2. Mechanical Observation: An observational research strategy in
which mechanical devices, rather than human observers record the
phenomenon being observed. Observation techniques involving mechanical
observers either in conjunction with, or in place of, human observers.
Examples include the motion-picture or video camera, the audiometer, the
psychogalvanometer, the eye-camera, and the pupilometer.
3. Audit: In an audit, the researcher collects the data by examining physical
records or performing inventory analysis. A marketing audit is a
comprehensive examination and analysis of your marketing activities, goals
and objectives. By implementing an audit, you're able to take a look at the
way your marketing efforts are planned and managed, and how they are
performing relative to the goals of your original marketing plan.
4. Content Analysis: Content analysis is defined as the objective,
systematic, and quantitative description of the manifest content of a
communication. Content analysis is a research technique used to make
replicable and valid inferences by interpreting and coding textual material.
By systematically evaluating texts (e.g., documents, oral communication, and
graphics), qualitative data can be converted into quantitative data.
5. Trace Analysis: An approach in which data collection is based on
physical traces, or evidence, of past behavior. Trace analysis is usually
analytical methods used to detect and/or quantify trace (very small
amounts) of substances.

v Observation Methods Personal Observation:


• A researcher observes actual behavior as it occurs.
• The observer does not attempt to manipulate the
phenomenon being observed but merely records what takes place. For
example, a researcher might record traffic counts and observe traffic flows
in a department store.

vObservation Methods Mechanical Observation:


Do not require respondents' direct participation.
– the AC Nielsen audiometer, People meter (tv set)
– turnstiles that record the number of people entering or leaving a
building.
– On-site cameras (still, motion picture, or video)
Do require respondent involvement.
– eye-tracking monitors (records the gaze movements of the eye)
– pupilometers
– Psychogalvanometers (Skin)
– voice pitch analyzers
– devices measuring response latency (Time)

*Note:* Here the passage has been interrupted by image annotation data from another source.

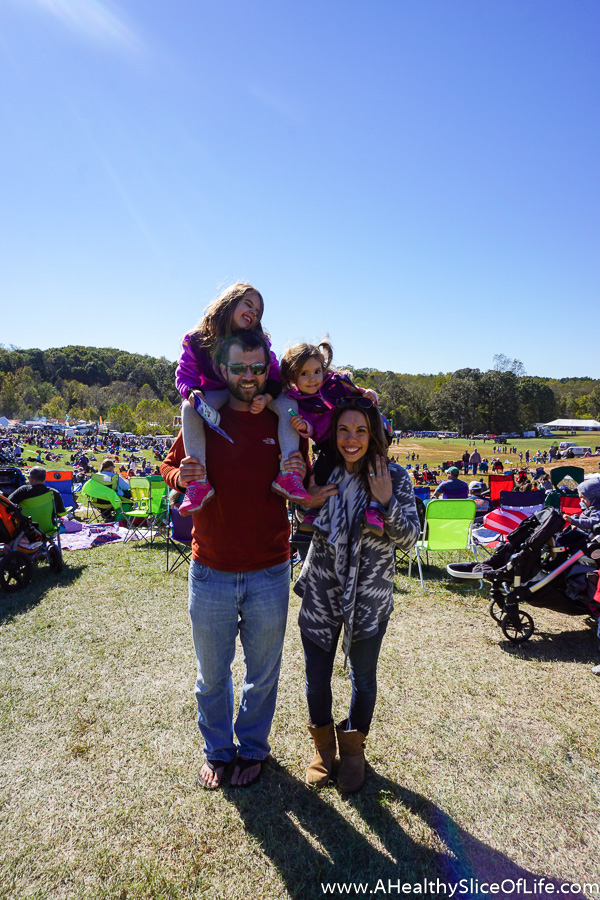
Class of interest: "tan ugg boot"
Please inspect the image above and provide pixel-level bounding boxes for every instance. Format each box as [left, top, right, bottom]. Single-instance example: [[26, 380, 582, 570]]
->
[[336, 719, 367, 794], [306, 722, 335, 787]]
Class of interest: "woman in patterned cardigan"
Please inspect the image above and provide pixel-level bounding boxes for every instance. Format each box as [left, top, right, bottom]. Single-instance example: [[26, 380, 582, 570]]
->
[[295, 397, 419, 793]]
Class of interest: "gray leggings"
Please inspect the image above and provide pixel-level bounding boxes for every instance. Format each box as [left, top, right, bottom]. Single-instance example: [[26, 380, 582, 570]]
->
[[181, 389, 300, 471]]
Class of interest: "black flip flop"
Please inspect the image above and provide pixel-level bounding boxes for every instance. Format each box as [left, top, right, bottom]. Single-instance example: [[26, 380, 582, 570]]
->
[[230, 756, 264, 788], [198, 759, 227, 791]]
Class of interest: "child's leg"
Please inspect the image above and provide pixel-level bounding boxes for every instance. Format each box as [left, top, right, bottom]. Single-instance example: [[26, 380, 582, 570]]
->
[[179, 391, 229, 516], [269, 392, 300, 464], [313, 442, 335, 487], [181, 390, 229, 467], [269, 394, 310, 503]]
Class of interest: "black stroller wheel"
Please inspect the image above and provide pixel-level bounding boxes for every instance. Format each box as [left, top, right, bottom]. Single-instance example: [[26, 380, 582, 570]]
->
[[0, 550, 33, 594], [488, 598, 504, 625], [501, 609, 533, 644], [48, 544, 63, 575]]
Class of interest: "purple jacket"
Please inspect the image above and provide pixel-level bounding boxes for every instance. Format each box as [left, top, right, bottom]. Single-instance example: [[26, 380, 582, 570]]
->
[[287, 372, 364, 444], [175, 334, 281, 400]]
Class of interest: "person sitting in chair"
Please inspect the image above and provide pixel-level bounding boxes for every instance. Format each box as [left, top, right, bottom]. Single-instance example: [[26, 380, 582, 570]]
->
[[431, 466, 469, 500], [100, 459, 131, 499], [8, 466, 65, 515]]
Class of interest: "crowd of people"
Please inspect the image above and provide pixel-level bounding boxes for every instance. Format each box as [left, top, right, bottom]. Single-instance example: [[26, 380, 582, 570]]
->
[[1, 284, 600, 793]]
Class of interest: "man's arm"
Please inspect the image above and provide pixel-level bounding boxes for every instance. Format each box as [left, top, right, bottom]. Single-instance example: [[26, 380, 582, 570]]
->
[[160, 431, 206, 493]]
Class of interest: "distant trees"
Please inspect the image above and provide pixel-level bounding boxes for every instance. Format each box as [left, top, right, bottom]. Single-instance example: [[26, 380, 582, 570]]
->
[[0, 346, 179, 433], [0, 345, 600, 434]]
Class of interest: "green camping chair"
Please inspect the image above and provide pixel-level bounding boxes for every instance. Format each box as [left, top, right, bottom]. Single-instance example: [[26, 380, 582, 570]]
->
[[147, 475, 169, 543], [19, 491, 66, 546], [544, 466, 585, 510], [81, 476, 122, 522], [408, 499, 477, 590]]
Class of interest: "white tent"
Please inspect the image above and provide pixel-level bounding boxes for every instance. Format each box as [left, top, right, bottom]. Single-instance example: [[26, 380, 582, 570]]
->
[[545, 419, 600, 431]]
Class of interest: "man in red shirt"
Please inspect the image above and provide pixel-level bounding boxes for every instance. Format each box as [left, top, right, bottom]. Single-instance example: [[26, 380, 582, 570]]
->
[[160, 331, 306, 789]]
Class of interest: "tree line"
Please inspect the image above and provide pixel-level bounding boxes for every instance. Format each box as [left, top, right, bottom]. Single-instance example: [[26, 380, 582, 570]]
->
[[0, 345, 600, 434]]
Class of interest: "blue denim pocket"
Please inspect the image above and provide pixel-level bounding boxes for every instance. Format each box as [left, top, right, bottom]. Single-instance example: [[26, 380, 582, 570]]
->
[[265, 560, 290, 578], [190, 559, 210, 581]]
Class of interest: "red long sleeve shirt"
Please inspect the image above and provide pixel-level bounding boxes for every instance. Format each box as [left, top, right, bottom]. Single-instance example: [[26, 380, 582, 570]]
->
[[160, 406, 290, 572]]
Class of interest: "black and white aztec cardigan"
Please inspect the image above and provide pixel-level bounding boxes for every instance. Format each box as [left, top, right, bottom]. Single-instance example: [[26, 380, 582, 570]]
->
[[294, 463, 420, 657]]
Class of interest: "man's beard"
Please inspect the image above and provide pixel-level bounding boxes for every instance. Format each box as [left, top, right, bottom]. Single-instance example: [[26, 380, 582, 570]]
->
[[227, 384, 264, 403]]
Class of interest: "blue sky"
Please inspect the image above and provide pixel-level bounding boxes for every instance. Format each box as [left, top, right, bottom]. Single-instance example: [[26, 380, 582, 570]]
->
[[0, 0, 600, 378]]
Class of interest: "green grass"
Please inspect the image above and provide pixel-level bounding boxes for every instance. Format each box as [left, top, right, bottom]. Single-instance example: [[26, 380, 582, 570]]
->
[[0, 544, 600, 900]]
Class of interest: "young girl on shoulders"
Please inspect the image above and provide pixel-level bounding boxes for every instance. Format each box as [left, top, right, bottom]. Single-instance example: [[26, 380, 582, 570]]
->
[[176, 283, 310, 516], [281, 341, 383, 534]]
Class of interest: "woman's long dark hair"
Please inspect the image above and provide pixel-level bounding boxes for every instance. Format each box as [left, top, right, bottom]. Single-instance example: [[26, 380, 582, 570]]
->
[[331, 397, 388, 490]]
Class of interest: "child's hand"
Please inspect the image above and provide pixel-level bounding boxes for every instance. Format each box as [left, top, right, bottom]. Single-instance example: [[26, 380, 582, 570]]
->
[[250, 394, 269, 415], [178, 456, 206, 491], [302, 475, 338, 509], [290, 416, 313, 437]]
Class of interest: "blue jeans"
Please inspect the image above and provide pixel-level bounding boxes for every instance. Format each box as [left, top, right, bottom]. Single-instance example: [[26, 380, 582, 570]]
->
[[301, 619, 388, 734], [189, 560, 290, 763]]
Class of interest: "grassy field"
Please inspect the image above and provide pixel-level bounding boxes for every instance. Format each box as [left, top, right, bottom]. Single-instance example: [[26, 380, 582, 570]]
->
[[0, 532, 600, 900], [390, 431, 600, 482]]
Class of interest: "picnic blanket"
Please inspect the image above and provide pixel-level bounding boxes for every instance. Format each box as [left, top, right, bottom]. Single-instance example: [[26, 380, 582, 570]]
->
[[60, 524, 146, 550]]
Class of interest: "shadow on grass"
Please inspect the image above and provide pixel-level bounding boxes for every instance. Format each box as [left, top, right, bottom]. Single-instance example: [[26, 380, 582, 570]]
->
[[224, 760, 568, 900], [0, 554, 86, 625], [498, 613, 600, 666]]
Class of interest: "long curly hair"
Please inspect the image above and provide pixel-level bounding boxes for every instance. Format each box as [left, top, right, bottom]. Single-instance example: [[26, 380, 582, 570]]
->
[[190, 282, 268, 355], [331, 397, 388, 490], [279, 341, 333, 390]]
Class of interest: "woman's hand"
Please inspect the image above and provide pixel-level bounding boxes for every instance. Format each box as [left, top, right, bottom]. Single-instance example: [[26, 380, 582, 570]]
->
[[177, 456, 206, 490], [290, 415, 313, 437], [279, 450, 306, 478], [369, 456, 392, 509]]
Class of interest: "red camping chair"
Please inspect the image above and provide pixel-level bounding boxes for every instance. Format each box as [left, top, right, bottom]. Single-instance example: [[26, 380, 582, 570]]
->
[[558, 496, 581, 516], [490, 475, 515, 506]]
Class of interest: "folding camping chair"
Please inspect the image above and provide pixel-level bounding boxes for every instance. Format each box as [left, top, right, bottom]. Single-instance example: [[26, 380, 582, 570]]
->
[[81, 478, 122, 522], [0, 466, 27, 497], [394, 487, 431, 574], [123, 476, 152, 544], [558, 494, 581, 516], [167, 506, 193, 573], [545, 466, 585, 509], [490, 474, 515, 506], [147, 475, 169, 544], [408, 499, 477, 590], [46, 469, 77, 511], [500, 491, 546, 516]]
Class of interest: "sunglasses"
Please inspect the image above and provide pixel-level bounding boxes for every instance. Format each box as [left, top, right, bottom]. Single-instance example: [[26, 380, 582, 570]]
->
[[335, 397, 373, 409], [227, 363, 267, 375]]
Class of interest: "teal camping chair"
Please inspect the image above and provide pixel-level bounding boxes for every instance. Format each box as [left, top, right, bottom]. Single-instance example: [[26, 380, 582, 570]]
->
[[408, 499, 477, 590], [123, 477, 152, 543]]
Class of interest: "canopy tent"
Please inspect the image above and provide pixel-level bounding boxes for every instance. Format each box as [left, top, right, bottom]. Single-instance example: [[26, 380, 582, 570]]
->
[[544, 419, 600, 431]]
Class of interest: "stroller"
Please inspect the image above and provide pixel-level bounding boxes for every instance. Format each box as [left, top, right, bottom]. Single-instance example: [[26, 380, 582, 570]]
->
[[446, 508, 600, 644], [0, 494, 63, 593]]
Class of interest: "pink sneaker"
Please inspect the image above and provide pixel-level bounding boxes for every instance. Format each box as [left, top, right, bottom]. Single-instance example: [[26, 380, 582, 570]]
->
[[298, 509, 321, 534], [271, 472, 312, 503], [179, 481, 215, 516], [365, 506, 383, 537]]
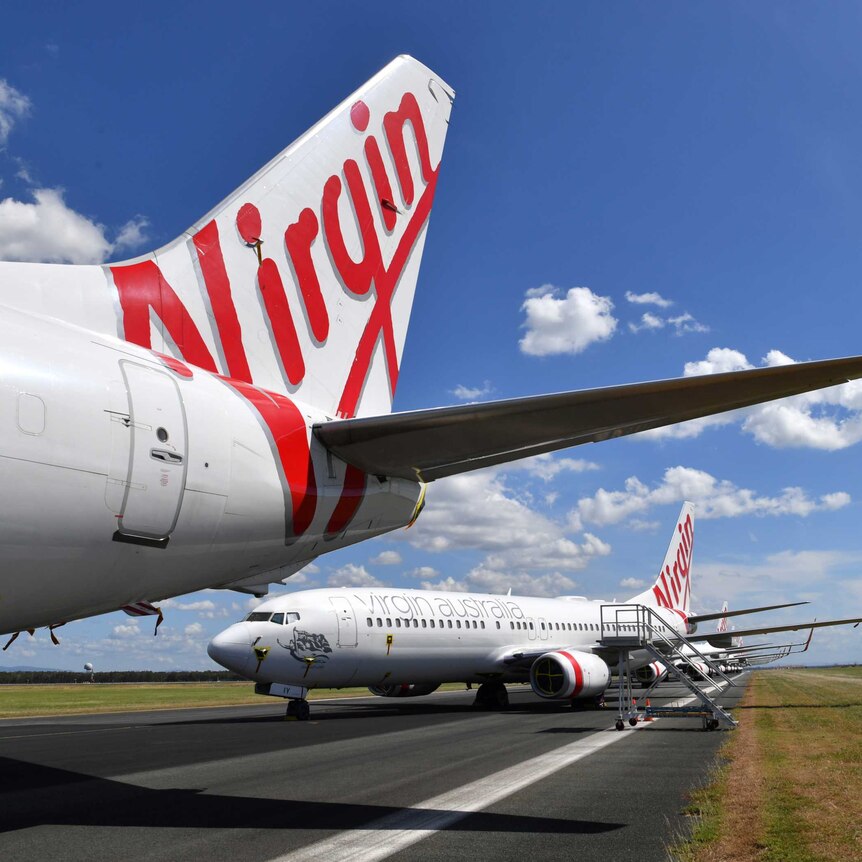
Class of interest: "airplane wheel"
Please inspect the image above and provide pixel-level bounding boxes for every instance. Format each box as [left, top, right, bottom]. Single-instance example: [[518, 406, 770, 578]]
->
[[473, 682, 509, 710], [284, 700, 311, 721]]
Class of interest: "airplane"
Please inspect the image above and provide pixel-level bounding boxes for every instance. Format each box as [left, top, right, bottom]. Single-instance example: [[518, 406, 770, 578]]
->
[[0, 56, 862, 646], [207, 502, 857, 728]]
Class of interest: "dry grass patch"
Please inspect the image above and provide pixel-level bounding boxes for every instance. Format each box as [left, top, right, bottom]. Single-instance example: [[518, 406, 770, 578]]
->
[[672, 668, 862, 862]]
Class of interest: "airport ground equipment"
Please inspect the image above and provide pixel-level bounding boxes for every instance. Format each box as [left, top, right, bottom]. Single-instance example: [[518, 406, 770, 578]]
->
[[600, 604, 737, 730]]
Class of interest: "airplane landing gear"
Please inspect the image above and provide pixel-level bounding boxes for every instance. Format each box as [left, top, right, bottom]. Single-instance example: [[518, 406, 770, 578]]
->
[[473, 680, 509, 711], [284, 700, 311, 721]]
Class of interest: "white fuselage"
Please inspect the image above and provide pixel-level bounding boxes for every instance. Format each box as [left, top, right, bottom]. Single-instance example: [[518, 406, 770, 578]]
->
[[0, 309, 421, 633], [209, 588, 685, 688]]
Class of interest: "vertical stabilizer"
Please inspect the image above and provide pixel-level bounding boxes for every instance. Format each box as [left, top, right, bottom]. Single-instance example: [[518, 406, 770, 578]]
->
[[630, 502, 694, 617], [0, 56, 454, 417]]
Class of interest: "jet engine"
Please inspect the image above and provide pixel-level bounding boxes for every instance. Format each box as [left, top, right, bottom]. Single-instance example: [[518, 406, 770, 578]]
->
[[530, 650, 611, 700], [635, 661, 667, 686], [368, 682, 440, 697]]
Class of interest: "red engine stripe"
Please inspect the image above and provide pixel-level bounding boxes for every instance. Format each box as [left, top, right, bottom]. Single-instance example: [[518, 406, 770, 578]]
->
[[559, 650, 584, 697]]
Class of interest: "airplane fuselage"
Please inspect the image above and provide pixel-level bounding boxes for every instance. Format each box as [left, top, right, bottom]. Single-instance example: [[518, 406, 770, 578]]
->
[[0, 309, 421, 633], [209, 588, 685, 688]]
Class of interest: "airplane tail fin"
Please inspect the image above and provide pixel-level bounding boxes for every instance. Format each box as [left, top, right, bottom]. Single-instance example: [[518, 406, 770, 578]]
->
[[104, 56, 454, 417], [629, 502, 694, 617]]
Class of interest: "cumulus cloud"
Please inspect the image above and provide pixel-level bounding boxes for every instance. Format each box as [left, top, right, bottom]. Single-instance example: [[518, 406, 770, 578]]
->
[[518, 285, 617, 356], [629, 311, 709, 335], [620, 578, 649, 590], [0, 78, 33, 147], [570, 467, 850, 528], [405, 468, 611, 595], [637, 347, 862, 451], [449, 380, 494, 401], [328, 563, 386, 587], [0, 189, 148, 263], [626, 290, 673, 308], [369, 551, 401, 566]]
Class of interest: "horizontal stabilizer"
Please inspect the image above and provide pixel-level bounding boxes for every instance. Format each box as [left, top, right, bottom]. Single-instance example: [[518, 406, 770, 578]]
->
[[688, 602, 809, 635], [314, 356, 862, 482], [704, 617, 862, 647]]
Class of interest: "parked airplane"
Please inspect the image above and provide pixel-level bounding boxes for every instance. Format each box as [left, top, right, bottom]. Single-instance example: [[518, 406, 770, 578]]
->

v Observation Methods Audit:


• The researcher collects data by examining physical
records or performing inventory analysis.
• Data are collected personally by the researcher.
• The data are based upon counts, usually of physical
objects.

v Observation Methods Content Analysis:


• The objective, systematic, and quantitative description of the
manifest content of a communication.
• The unit of analysis may be words, characters (individuals or
objects), themes (propositions), space and time measures (length or
duration of the message), or topics (subject of the message).
• Analytical categories for classifying the units are developed and the
communication is broken down according to prescribed rules.
v Observation Methods Trace Analysis:
Data collection is based on physical traces, or evidence, of past behavior.
• The number of different fingerprints on a page was used to
gauge the readership of various advertisements in a magazine.
• The age and condition of cars in a parking lot were used to
assess the affluence of customers.
• Internet visitors leave traces which can be analyzed to examine
browsing and usage behavior by using cookies.